Description
The goal is for students to become familiar with the main underlying concepts and to be able to explore new directions, expanding their knowledge when faced with new problems or applications. For this reason, the course will also have a practical slant, whereby students are expected to apply the techniques taught in the course to scenarios of practical interest.
General Information
Thursdays: 4pm - 6pm, Room B2
Office hours (Prof. Becchetti): Wednesdays, 10am - 12am, Thursdays, 2pm - 4pm
Fridays: 2pm - 4pm, room A3
Leskovec, Jure, Anand Rajaraman, and Jeffrey David Ullman. Mining of massive datasets (2nd edition). Cambridge University Press, 2014.
A pdf version of the book, together with slides from the course on massive datasets taught at Stanford university, was generously made available by the authors. It can be found here: http://www.mmds.org/
References for some of the topics also include scientific papers and on line
resources. Pointers will be given by the instructor when needed
Each homework set will cover or extend topics presented in the class. Discussion of solutions will take place a few days after delivery deadline and will focus on the topics of the assignment and possibly related ones. In general, you should show a general knowledge of the main topics we touched. Not remembering technical details of a proof is fine, missing key ideas, notions and definitions is bad. You are expected to support the answers to the homework with proofs. Much of the homework will consist of questions asking you to design algorithms for various problems. A complete answer consists of a clear description of an algorithm/approach (an English description is fine, pseudo-code is welcome), followed by convincing arguments that the proposed solution is efficient, correct and achieves required performance guarantees. Here ``convincing'' use of (and therefore reference to) existing work in the literature or a formal proof. You do not need to implement the algorithm, unless requested. You should try to make your algorithms as efficient as possible. Note that a high-level idea does not suffice. You must be able to provide a detailed description of how you would implement your solution. Being able to expose your ideas clearly, concisely and accurately is a plus. In general, unclear, confused or inaccurate descriptions/explanations (in instructor's opinion) will cost you points, even if you are pretty sure you had the right idea in mind.

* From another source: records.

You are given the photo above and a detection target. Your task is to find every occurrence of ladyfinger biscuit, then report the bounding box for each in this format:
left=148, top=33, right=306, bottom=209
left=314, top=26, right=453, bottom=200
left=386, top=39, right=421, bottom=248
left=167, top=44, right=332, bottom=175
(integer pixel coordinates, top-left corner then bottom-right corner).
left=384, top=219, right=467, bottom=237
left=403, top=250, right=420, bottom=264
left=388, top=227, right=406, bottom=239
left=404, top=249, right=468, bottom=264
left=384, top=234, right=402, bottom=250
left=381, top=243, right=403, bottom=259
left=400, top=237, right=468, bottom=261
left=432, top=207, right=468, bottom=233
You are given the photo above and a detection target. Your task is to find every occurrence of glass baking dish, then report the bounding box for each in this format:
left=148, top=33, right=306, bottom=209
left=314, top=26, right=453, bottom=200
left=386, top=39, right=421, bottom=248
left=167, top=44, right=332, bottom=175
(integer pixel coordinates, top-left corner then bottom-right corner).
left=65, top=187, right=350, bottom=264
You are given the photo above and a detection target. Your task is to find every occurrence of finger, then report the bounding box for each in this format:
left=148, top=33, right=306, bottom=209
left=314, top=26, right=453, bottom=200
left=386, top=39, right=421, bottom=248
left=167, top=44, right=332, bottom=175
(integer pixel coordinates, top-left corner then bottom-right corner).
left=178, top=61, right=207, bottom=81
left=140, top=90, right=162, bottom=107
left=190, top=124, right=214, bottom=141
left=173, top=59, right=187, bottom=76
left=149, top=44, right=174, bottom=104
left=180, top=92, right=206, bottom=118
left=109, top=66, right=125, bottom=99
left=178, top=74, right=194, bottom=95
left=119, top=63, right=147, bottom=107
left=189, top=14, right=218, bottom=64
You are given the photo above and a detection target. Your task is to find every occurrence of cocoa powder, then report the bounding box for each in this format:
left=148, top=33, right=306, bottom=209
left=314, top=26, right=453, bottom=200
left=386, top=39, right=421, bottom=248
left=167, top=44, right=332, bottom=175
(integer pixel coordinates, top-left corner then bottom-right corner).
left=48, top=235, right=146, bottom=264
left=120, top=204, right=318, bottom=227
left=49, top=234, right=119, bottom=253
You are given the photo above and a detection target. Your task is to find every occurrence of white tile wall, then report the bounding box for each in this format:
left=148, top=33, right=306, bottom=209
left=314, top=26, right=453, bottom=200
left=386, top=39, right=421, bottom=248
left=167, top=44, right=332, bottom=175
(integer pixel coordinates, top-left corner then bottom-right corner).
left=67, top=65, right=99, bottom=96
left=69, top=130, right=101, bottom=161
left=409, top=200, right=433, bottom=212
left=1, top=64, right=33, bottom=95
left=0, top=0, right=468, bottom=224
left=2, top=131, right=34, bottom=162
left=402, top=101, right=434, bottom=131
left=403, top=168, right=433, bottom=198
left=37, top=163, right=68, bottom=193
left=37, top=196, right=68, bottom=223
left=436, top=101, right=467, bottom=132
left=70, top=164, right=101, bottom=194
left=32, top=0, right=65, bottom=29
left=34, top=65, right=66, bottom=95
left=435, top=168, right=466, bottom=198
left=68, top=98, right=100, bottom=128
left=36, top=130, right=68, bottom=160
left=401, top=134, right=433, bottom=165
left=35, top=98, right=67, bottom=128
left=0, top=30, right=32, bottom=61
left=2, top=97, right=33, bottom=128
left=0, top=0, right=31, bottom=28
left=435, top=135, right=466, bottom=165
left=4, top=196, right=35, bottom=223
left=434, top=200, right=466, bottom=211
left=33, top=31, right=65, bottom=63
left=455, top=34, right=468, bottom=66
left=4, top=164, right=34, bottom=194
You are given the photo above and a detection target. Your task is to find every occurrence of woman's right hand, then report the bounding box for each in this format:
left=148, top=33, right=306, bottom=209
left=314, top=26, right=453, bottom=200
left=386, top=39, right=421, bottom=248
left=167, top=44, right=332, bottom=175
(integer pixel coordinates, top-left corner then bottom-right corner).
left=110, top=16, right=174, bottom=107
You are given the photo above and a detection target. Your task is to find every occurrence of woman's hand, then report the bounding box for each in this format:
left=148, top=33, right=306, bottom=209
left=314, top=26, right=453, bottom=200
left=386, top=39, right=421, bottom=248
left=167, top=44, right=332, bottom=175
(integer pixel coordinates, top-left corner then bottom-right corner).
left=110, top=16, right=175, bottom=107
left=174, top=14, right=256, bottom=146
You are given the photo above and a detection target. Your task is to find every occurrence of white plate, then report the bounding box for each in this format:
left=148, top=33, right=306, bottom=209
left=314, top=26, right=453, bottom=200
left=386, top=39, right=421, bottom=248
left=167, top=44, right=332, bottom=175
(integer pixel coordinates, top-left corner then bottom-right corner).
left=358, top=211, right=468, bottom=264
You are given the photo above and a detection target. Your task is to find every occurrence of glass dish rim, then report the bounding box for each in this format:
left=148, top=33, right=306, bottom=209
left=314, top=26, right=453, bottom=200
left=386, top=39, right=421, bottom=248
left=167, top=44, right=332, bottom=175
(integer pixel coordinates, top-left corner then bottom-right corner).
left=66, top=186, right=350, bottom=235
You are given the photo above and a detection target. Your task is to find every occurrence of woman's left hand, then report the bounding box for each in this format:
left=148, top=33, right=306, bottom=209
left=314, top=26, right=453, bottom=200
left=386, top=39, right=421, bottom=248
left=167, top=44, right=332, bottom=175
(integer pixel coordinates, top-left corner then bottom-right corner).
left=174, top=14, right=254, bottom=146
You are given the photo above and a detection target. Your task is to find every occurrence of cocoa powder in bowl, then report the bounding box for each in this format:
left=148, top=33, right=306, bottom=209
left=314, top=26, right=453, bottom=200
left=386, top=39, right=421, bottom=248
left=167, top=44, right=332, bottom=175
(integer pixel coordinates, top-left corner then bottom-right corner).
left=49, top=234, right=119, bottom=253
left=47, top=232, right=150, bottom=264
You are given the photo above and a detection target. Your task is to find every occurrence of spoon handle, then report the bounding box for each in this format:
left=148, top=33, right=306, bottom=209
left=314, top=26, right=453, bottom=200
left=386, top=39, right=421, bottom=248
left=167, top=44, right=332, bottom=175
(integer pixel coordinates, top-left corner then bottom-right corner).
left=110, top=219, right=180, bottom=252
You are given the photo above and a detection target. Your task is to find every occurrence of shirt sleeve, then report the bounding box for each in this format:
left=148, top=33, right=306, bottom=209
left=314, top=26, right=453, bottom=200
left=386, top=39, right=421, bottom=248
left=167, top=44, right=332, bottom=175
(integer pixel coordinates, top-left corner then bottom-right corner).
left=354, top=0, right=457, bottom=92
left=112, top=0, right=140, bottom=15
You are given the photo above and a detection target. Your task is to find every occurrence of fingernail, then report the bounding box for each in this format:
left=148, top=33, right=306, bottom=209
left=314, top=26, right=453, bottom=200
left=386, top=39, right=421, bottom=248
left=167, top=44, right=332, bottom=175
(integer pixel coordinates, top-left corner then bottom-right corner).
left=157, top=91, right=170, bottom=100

Handing in: You must hand in the homeworks by the due date and time by an email to the instructor that will contain as attachment a
pdf with all your answers. The solutions for the theoretical exercises must contain your answers either typed up or hand written clearly and scanned.
The subject of the email should be:
[BD] [Last_name First_name] HW #,
where # is the homework number.
Late policy: Every homework must be returned by the due date. Homeworks that are late will lose 10% of the grade if they are up to 1 day (24h) late, 20% if they are 2 days late, 30% if they are 3 days late, and they will receive no credit if they are late by more than 3 days. However, you have a bonus of 3 late days, which you can distribute as you wish between the two homeworks. Homeworks will be discussed and graded at the end, during the final exam.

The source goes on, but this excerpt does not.